Passionate, charming they evoked that idea of a Utopia on earth, one where universal harmony would always reign.
In America during the period Henry Inman had been painting his portraits, he had dominated only a small field of paintings.
However that was now all changing as the fledgling democracy was fast gaining a new national pride and confidence in its independence and wanted to record it.
During the nineteenth century in America artists would paint views of the countryside and its inhabitants who changed the focus of their nation with American virtues of industry, innovation and ingenuity coming to the fore.
Genre pictures, with people involved in everyday activities provided an insight into family and frontier life.
Allen Smith Jnr (1810-1890), whose life spanned much of the 19th century, produced landscapes, still life and genre paintings, in addition to portraits. He moved the midwest and exhibited his genre paintings, such as this one of The Young Mechanic, with its wonderful light, warm tonality and textures and the realism for the young man working in a woodworking shop.
His master is the older young man in the straw hat, proving the point that everyone can support everyone else in a world where freedom and liberty are at the forefront of style and where children are taught to respect and honour each other.
The War of 1812 had brought the fledgling democracy greater confidence and new national pride. By 1829, when Andrew Jackson assumed the presidency, the foundations for an independent culture were securely laid and this sort of art represented the best of Jacksonian led America.
The industrial revolution would only begin in the United States after the War of 1812 and during the following three decades economic change, especially in the north significantly affected working conditions and social structures as paintings illustrated American virtues as well as the pleasures of country life.
Philosopher-poet Ralph Waldo Emerson expressed the mood of the country in 1837 when he said, “our day of dependence, our long apprenticeship to the learning of other lands is drawing to a close.”
America’s was busy embracing its “manifest destiny” wholeheartedly as it grew vastly both in economic strength and cultural attainment as it entered the nineteenth century.
Eastman Johnson (1824-1906) had produced iconic images of the civil war and he was one of those artists that would rise to the challenge after it was over to produce depictions of rural life that appealed to a period of nostalgia.
This is when the rustic ideal of country life was considered, best illustrated by Johnson’s ‘Barn Swallows, a family of children depicted inside a barn on a summer day perched high on a beam. They were the children of his sister Harriet May playing in their summer home in Kennebunkport, Maine.

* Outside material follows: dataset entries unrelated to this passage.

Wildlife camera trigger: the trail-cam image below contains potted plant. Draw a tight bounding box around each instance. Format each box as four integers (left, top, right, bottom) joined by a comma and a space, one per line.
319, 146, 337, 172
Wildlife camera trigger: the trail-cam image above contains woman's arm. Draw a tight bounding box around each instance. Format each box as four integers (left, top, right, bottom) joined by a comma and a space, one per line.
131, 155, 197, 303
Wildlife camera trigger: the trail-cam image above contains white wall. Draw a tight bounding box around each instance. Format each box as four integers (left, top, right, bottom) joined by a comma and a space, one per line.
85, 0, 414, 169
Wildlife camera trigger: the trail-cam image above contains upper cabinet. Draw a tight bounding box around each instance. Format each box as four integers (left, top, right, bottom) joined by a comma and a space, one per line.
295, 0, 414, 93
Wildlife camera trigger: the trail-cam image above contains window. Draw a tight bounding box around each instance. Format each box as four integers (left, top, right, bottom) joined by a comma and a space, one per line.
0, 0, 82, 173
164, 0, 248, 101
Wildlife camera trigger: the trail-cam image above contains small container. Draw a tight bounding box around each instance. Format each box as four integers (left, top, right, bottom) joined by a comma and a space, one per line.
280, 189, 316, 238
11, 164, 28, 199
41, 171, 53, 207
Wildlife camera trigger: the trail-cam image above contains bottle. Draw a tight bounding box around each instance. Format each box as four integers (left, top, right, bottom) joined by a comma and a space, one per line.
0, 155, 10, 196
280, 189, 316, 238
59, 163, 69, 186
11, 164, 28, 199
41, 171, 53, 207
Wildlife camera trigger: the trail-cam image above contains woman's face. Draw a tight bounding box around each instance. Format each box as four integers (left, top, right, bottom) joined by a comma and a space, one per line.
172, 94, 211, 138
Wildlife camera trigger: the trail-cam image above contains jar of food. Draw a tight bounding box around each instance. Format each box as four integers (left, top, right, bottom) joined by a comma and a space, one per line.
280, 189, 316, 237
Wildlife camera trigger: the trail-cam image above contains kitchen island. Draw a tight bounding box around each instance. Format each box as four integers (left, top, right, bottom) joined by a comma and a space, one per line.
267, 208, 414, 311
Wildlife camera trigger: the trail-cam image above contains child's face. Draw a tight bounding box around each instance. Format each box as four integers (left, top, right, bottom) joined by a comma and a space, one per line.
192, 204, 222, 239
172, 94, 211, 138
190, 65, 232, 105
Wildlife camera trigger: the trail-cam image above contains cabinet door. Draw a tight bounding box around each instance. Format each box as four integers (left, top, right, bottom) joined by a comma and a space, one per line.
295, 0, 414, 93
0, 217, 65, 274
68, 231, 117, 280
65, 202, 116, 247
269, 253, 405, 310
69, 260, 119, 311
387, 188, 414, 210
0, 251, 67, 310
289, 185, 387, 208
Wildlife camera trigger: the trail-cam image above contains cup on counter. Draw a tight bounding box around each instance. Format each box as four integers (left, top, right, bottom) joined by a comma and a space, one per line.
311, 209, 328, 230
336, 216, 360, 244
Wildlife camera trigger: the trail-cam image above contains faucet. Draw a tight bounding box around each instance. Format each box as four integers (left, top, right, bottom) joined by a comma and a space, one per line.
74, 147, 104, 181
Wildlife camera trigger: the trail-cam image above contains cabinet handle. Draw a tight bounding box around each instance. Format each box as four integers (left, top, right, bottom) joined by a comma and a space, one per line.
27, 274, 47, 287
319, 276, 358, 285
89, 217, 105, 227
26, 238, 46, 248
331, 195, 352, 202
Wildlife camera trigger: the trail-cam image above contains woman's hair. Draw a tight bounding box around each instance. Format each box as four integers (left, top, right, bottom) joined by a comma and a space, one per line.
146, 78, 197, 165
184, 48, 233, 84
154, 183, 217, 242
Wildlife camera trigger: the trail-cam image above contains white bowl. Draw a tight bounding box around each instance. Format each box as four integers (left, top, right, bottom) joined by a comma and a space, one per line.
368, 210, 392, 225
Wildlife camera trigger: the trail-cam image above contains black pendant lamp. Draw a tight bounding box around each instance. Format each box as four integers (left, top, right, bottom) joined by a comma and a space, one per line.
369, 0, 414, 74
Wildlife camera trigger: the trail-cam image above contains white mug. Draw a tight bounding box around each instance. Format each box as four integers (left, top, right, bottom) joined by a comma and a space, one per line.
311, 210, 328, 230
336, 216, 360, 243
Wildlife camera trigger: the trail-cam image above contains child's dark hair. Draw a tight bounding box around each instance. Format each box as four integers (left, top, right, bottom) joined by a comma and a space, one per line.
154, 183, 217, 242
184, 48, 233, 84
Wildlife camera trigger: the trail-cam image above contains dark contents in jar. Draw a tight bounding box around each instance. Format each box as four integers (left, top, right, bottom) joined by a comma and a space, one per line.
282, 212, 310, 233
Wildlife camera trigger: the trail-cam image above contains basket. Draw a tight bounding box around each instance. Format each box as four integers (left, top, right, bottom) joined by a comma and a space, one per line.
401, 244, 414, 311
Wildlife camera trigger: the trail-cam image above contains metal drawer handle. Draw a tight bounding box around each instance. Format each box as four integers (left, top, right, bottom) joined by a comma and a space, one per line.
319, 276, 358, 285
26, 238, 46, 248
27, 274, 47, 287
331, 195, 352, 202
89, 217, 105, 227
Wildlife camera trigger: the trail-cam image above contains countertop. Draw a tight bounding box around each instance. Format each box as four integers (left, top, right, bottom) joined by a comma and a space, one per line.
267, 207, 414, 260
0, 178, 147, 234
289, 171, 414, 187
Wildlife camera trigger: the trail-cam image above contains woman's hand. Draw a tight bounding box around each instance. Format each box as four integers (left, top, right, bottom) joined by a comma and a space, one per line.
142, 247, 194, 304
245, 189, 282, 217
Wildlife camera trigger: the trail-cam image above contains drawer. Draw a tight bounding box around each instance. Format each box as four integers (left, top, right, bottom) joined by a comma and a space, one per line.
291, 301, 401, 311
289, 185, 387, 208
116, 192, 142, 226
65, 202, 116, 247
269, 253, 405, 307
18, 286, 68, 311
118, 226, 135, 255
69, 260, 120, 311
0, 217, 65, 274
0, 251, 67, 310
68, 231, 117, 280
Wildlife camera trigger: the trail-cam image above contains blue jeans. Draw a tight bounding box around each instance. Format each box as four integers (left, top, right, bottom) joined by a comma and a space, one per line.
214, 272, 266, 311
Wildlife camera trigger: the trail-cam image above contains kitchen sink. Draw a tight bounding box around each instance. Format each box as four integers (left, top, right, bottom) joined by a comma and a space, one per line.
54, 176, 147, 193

Co-Founder of the Metropolitan Museum of Art in New York, his name is inscribed over its entrance.
He portrayed portraits of prominent Americans such as President, Abraham Lincoln and Ralph Waldo Emerson or Henry Wadsworth Longfellow whose poetry was integral to his age and he was known as the ‘American Rembrandt’ in his day.
During the American Civil War from 1861 to 1865, when brother fought brother on a bloody battlefield, using the specialized equipment of 19th century warfare, 750,000 American lives were lost.
The all-new nation became involved in a bloody internal conflict as it attempted to grow its ‘united’ vision of itself.
Eighteenth century enlightenment, it seems, had a very high price to pay as everyone wrestled with ideas of conscience, class, race, human frailty and societies mores and concerns. Addressing societies concerns about how, after such a bitter and bloody conflict as their Civil War would be a huge task.
The war left a very large and grievous wound that had been at best only cauterized, although it had not destroyed the American belief in progress.
Young Americans began flocking overseas to Rome, to Paris, to Florence, London and Berlin and by the 1870’s the single minded idea of purpose that had inspired its first American painters changed dramatically, as European ideas and aesthetics began to influence their very real choices in both life and art.